Here is one camouflaged fellow I met twice and was able to catch the second time thanks to it being gentle enough to rest on a metallic door. I rushed up to my appartment and back down with my camera in the hope of capturing its image.

I tried to look it up, but couldn’t find anything very conclusive in any of my books. It looks like an Agathia carissima, but with its wings folded? Maybe I happened to spot them both times as they had just gotten out of their chrysalyds and were in the process of deploying their wings?

Like @Left_Empty, my camera was just an ordinary point and shoot with a super macro mode. My particular model was an Olympus FE-340 which was not even considered very good when it was released, so it’s not like I would recommend it. I will say though, that the nice thing about macro photography is that you do not need a high end DSLR or mirrorless camera and lens to get fantastic results.

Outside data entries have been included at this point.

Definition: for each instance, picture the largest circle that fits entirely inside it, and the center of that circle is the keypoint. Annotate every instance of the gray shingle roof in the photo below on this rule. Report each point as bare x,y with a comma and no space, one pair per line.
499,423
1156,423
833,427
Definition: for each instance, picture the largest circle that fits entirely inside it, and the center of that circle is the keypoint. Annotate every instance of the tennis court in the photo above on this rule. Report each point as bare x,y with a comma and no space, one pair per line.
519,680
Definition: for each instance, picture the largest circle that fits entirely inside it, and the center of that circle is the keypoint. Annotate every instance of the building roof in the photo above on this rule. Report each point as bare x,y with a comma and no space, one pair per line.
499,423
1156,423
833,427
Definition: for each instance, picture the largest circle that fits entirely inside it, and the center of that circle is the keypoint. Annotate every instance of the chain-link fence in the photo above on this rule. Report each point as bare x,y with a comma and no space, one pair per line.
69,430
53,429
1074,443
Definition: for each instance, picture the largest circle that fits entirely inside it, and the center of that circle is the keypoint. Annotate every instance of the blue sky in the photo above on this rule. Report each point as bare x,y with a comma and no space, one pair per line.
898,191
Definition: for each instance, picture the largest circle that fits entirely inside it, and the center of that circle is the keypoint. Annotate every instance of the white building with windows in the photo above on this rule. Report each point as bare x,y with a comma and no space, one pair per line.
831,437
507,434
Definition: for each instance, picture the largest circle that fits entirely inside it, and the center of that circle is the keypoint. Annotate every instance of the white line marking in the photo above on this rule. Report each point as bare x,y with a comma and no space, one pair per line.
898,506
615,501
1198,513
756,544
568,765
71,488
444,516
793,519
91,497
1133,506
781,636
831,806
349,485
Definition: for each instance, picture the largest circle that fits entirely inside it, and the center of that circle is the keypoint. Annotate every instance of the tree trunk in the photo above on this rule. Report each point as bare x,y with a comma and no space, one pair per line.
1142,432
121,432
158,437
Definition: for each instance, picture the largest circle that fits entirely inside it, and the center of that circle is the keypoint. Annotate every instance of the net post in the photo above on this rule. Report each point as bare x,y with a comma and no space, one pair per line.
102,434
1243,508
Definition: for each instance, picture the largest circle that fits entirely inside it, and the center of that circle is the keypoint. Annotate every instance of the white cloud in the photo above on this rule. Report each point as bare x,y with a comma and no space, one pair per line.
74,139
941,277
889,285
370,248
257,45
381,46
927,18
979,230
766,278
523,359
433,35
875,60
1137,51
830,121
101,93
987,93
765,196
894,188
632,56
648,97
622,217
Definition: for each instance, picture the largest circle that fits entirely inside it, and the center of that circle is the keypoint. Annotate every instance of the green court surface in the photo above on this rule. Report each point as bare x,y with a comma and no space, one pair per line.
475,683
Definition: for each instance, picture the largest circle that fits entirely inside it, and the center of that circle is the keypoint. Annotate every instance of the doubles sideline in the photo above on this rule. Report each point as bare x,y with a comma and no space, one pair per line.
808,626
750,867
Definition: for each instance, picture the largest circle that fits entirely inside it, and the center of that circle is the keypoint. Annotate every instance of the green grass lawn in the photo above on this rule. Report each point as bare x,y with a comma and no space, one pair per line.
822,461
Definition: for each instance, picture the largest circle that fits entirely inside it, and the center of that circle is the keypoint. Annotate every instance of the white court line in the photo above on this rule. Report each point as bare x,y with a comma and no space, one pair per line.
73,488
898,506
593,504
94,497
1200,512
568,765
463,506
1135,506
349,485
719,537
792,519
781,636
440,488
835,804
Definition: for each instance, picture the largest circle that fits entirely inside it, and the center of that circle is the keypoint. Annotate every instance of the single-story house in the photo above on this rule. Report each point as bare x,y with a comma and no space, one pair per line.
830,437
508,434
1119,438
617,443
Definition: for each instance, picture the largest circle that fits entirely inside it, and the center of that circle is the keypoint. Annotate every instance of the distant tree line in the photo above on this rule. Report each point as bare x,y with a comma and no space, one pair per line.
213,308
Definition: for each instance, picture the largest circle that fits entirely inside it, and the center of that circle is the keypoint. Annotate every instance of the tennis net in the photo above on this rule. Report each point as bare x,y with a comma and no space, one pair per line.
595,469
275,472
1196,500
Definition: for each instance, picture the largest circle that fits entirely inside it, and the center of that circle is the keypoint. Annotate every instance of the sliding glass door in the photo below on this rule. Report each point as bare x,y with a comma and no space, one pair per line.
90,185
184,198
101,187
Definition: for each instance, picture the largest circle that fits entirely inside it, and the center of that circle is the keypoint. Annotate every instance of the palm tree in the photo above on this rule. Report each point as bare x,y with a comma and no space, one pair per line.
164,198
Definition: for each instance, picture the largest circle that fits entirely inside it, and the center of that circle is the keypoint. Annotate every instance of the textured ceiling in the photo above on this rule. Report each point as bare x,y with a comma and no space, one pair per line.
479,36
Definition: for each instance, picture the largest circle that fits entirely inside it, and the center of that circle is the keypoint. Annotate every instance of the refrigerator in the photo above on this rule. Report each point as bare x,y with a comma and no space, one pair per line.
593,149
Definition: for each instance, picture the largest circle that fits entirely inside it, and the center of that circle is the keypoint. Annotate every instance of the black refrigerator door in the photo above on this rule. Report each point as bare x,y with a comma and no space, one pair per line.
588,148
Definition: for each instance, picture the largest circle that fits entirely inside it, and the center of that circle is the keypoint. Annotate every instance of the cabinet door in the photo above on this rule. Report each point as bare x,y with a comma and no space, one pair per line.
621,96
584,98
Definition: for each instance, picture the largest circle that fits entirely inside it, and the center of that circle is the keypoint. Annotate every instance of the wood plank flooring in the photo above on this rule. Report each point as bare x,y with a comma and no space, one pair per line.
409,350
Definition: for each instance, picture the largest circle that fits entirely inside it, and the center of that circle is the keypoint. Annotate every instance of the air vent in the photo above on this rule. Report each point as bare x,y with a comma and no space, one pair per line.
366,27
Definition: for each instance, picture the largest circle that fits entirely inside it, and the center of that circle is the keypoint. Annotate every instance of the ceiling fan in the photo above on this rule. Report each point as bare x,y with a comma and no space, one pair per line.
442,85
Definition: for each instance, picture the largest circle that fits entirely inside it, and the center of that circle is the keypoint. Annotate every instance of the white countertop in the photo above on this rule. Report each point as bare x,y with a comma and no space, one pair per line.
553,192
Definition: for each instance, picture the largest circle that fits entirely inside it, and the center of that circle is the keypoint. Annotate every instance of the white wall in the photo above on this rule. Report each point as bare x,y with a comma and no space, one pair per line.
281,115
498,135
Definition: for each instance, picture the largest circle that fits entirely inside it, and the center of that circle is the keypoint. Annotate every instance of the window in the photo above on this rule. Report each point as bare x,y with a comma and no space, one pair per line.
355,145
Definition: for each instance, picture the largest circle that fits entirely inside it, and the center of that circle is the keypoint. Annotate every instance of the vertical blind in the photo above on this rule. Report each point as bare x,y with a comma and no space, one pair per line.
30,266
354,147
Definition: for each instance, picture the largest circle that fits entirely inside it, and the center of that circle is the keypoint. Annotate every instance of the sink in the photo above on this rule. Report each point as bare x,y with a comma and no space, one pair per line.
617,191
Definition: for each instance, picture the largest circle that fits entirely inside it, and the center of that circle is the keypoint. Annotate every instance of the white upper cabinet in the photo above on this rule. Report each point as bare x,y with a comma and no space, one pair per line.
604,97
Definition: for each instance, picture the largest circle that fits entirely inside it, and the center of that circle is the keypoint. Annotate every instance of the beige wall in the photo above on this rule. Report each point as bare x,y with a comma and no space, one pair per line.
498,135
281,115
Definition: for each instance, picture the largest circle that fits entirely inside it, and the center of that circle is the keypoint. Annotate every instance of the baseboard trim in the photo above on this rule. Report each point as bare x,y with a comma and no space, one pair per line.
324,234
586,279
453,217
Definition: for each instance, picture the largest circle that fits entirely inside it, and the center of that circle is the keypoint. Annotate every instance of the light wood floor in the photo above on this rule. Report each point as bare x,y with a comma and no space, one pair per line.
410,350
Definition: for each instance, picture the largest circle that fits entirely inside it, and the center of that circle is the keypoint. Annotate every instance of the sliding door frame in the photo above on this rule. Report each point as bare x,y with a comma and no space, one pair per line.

I’ve been thinking about buying a new camera and getting back out there, actually.

What is the simplest/cheapest set-up you need to do macro photography like that? We don’t need to go camera-techie here exactly, just the basics.

Some of the best macro photography I have seen was made using an adaptor lens on a point-and-shoot camera. See Derek Hauff photography:
https://plus.google.com/collection/go_jGB
and in particular:
https://plus.google.com/collection/4O5FHB

Before he bought a large SLR and dedicated lens Derek used Raynox adaptor lenses in front of point and shoot camera lens to great effect
http://extreme-macro.co.uk/raynox-adapter-techniques/

I use a 12-50mm kit lens which has a semi-macro setting on an old Olympus OM-D E-M5. This kit could be bought 2nd hand for not very much money. It’s a terrific little camera.

All the best,

Simon

That link is terrific, thank you very much for it!
I am going to check this out when I get back: I had no idea there were such accessories for my silly camera. And the Raynox 150 is surprisingly cheap.
Next will be to manage and prevent all the shaking with their tips. I guess I may have to limit myself to area with a nearby wall ;)

Heteropoda venatoria, or the long-legged spider as it is commonly called in Japan, is the largest spider you can find here. I sadly haven’t met a living adult yet, and this one, while similar in form, is just a baby walking my room with his single centimeter of legs.
It predates on coackroaches, which are exceptionnally resilient in Asia. Their predators usually go for strong venom, like the local scolopendra whose bite is very painful I can attest to it, but this spider instead goes for the brute force of its disproportionate legs.

Total trivia, but no Japanese spiders are known to be harmful to man. The only exception arrived through a boat in the 90s: it is the dreadful Australian black widow. The ever-present vending-machines and the heat they generate are thought to have allowed the imported little devil to survive the harsh local winters. So Japan.
I have witnessed it a couple of times, and it doesn’t move like any other spider I have ever seen. It moves as if it is preying on the whole world. Brr!

Oops! Sorry… :)

They’re a type of widow, called a Redback. Potentially fatal if you don’t get the antivenom, but not even our most venomous (that’s the Sydney Funnel Web). ;)

That’s the one, the redback (which seems to have a red mark on the other side too, although it is too shy show it).
They translated that name litterally, I wasnt aware it was called the same in Australia.

This katydid was on our front porch.

Here’s a flower in our yard, with bug.

I don’t think the myriapods have been represented yet, and this guy was bopping across the sidewalk this morning on my run:

I had an uninvited guest in my shower:

I had spotted this grasshopper on my roof, and it seemingly decided to jump down in my bathtub to get some refreshment. Good thing I spotted it before squashing or drowning it.
Yes, I was naked when I took this picture ~_~
It is the absolute first time I witness a grasshopper in Paris, let alone in my bathroom.